How to Find a Roommate
So what's the secret to finding a great roommate? There's no sure thing, of course, but here are some field-tested keys to, if not necessarily happiness, then certainly pleasant live-ability.
1.) Daily Schedule
What you're looking for here is someone with a complementary but not exactly the same daily routine. If your potential roommates have regularly-scheduled day jobs, what time do they need to leave the house in the morning to get to work on time? How does that play out with your schedule? Do you both (or all three of you!) need the same 15 minutes in the bathroom in order not to be late?
Or if your roommate is a bartender, for example, and gets home at 3:00 a.m., and your bed's right near the kitchen where she's going to be making a snack and crashing around, and you have to be up at 6:30 for work... well you get the idea. In other words, it's a good idea to ask specific questions about what a typical day looks like.
2.) Cleanliness Expectations
Everyone has their pet peeves when it comes housecleaning. For instance, I can't stand coming home, or waking up, to dirty dishes in the sink, while others don't think it's a big deal. "Just cook around them, I'll do it later." Then again, you might be grossed out by a bathroom that's not throughly scrubbed weekly, whereas as I can go a month before breaking out the Scrubbing Bubbles.
As with everything, communication here is key (passive-aggressive notes don't count). And if you're the one looking for a room, it's pretty easy to tell what is and is not required/enforced in your potential new home. If the person didn't bother to sweep up the cat kibble that's all over the kitchen floor before you came to see the place, he's unlikely to do so on a random Tuesday after you're living there.
3.) Be Honest About Who YOU Are.
Don't pretend you love watching reality shows or don't mind the smell of cooking bacon just because the room you've come to see has a nice closet. Is that extra 10 inches of hanger space worth the irritation you'll feel every night when the TV's blaring some inane show and you just want to relax and listen to music while you make dinner? And do those cute faucets in the bathroom make it ok that you have to flee your own home every weekend morning because your roommate's frying up a rasher again and it's making nauseous. No, of course not. No matter how beautiful an apartment may be, you are going to have to be YOU there every day, not some made-up version of you. Know your deal-breakers, and stick to them.
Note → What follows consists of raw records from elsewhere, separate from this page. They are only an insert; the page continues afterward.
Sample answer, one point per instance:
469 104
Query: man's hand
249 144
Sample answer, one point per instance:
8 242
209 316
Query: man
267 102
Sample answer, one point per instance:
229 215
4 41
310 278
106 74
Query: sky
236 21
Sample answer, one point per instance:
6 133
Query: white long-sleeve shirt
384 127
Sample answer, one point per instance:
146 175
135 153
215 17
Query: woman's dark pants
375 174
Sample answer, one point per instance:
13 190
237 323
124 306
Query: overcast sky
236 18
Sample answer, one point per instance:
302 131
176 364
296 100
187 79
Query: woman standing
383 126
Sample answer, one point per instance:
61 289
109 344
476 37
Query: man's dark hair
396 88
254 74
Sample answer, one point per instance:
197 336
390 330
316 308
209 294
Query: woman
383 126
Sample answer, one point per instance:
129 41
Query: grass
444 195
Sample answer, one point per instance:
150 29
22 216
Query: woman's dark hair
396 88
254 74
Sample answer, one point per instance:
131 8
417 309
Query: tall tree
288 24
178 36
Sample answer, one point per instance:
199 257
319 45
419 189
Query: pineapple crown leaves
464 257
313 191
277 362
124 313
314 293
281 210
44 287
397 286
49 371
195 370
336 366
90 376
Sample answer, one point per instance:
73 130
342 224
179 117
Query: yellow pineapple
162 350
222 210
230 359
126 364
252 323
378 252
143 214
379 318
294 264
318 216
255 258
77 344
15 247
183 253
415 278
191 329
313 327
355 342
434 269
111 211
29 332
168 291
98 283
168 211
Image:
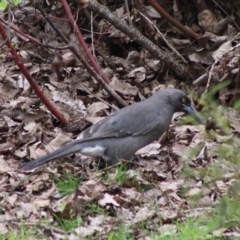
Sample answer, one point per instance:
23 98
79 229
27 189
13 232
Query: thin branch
30 79
177 67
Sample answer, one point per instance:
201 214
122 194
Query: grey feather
120 135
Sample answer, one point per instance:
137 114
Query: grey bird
120 135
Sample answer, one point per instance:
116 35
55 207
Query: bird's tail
62 152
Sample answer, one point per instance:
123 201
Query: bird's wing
126 122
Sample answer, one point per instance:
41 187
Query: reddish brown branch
89 68
83 43
178 68
173 21
30 79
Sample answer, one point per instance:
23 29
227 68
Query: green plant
67 184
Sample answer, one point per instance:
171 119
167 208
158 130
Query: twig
178 68
164 39
173 21
83 61
30 79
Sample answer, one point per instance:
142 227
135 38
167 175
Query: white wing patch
93 151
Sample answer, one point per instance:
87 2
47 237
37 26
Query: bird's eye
184 100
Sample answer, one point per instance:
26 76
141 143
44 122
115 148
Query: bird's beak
192 111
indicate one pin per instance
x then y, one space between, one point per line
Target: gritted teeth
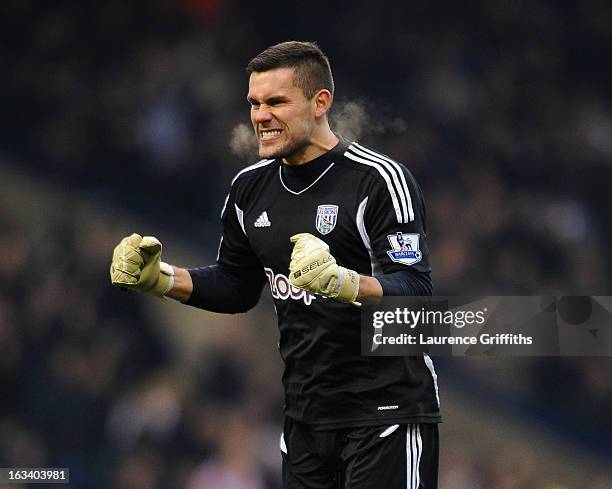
269 133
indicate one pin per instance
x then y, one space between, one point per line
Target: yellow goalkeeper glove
137 266
314 269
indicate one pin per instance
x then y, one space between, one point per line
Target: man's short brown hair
312 69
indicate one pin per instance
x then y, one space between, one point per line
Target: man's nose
262 114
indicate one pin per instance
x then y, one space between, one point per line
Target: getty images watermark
488 325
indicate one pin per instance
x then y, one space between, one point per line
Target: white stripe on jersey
414 448
392 171
377 157
240 216
364 235
259 164
385 175
434 376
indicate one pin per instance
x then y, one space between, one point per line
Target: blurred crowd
500 109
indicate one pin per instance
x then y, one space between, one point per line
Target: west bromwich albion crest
404 248
327 217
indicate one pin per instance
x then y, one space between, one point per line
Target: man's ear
322 101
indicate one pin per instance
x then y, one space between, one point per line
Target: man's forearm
183 285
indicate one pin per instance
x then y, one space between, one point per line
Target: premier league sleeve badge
327 217
404 248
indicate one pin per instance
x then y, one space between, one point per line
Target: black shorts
373 457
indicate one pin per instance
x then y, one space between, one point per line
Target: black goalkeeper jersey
369 209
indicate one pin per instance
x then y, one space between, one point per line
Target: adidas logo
263 221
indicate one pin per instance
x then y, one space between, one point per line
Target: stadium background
119 116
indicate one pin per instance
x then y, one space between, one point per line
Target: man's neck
317 146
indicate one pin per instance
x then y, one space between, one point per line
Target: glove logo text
282 289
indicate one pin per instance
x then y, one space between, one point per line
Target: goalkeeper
325 222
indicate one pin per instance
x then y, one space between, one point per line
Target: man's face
283 119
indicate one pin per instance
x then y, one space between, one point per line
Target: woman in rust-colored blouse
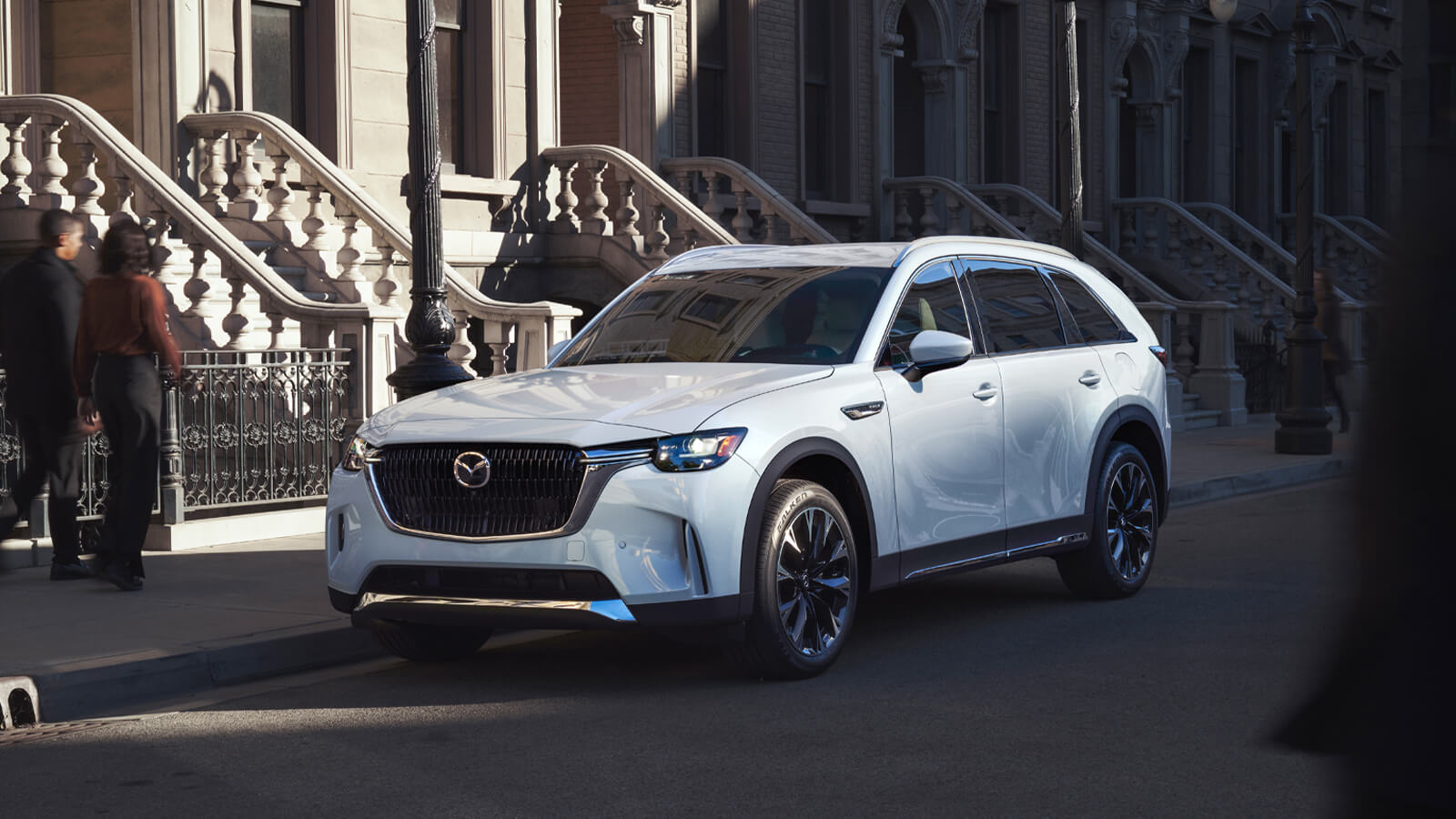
124 321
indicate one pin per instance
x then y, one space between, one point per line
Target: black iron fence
242 428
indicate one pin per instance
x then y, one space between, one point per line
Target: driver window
932 302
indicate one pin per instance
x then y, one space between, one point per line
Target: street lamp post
430 327
1303 423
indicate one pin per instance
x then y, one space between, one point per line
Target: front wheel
805 584
429 643
1120 554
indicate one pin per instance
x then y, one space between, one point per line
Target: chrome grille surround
535 490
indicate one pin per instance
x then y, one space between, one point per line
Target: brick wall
589 69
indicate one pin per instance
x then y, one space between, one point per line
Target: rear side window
932 302
1088 314
1016 308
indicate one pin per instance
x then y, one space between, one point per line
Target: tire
429 643
804 603
1125 537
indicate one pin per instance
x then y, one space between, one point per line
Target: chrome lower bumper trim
611 611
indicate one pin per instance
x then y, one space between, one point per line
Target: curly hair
126 249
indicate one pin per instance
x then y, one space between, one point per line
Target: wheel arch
829 464
1136 428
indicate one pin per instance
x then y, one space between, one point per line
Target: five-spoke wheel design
805 583
1130 521
813 581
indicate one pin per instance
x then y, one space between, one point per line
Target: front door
945 438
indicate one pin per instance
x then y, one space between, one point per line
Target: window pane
1016 307
276 70
448 79
932 302
1088 314
781 315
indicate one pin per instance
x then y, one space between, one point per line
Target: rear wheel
1120 554
429 643
805 584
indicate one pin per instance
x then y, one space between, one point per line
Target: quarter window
1016 308
1089 317
932 302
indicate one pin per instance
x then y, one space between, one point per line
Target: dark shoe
75 570
118 576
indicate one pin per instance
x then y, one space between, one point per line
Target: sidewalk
220 615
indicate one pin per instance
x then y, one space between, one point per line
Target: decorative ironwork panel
261 426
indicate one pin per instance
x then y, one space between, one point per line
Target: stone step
1200 419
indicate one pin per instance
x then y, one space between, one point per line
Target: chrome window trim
602 465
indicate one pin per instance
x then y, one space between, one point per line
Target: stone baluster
237 324
1183 353
903 217
713 206
313 225
349 257
126 198
15 167
280 197
462 351
954 207
198 288
628 213
594 219
247 178
87 187
567 220
215 174
657 239
929 222
51 172
385 286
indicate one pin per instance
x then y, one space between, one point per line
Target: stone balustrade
635 208
934 206
739 200
342 242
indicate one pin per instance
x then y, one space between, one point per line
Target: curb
1249 482
80 693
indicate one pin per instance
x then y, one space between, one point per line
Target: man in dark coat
40 305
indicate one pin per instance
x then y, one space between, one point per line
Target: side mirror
936 350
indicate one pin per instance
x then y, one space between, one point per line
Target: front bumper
662 545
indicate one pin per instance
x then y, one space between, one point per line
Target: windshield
785 315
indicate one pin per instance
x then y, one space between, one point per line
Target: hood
580 404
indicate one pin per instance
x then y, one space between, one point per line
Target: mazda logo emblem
472 470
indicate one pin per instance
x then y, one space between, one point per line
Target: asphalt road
986 694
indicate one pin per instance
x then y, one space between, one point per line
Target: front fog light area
698 450
357 455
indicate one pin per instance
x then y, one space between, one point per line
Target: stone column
645 75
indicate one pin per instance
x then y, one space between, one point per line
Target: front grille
491 583
531 489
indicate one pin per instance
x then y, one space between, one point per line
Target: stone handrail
589 215
140 186
1366 229
941 194
743 184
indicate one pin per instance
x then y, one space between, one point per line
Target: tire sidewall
785 504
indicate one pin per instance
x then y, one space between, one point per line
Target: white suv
753 438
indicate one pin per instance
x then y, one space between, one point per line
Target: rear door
1056 395
945 435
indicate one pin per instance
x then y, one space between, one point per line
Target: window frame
972 317
1046 281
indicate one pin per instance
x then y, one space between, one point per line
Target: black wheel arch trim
771 475
1121 417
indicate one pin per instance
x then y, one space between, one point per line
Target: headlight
359 453
696 450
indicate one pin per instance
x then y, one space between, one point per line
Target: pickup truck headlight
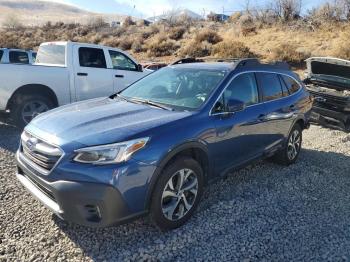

4.) Find the Courage to Compromise
Look, you're not going to have everything "your" way always. But unless you plan on living alone for the rest of your life--or, for that matter, never interacting with another human being in any capacity--there's something to be said for learning how to adapt, to adjusting your expectations, to just rolling with things sometimes rather than fighting. You want your home to feel like home, no question, and finding a compatible roommate has a lot to do with your overall comfort level in both an apartment's common areas and even in your own room. So do some soul-searching, maybe even make a list of deal-breakers, then revise it, and don't be afraid to talk about the things that are most important to you as you're going about your search.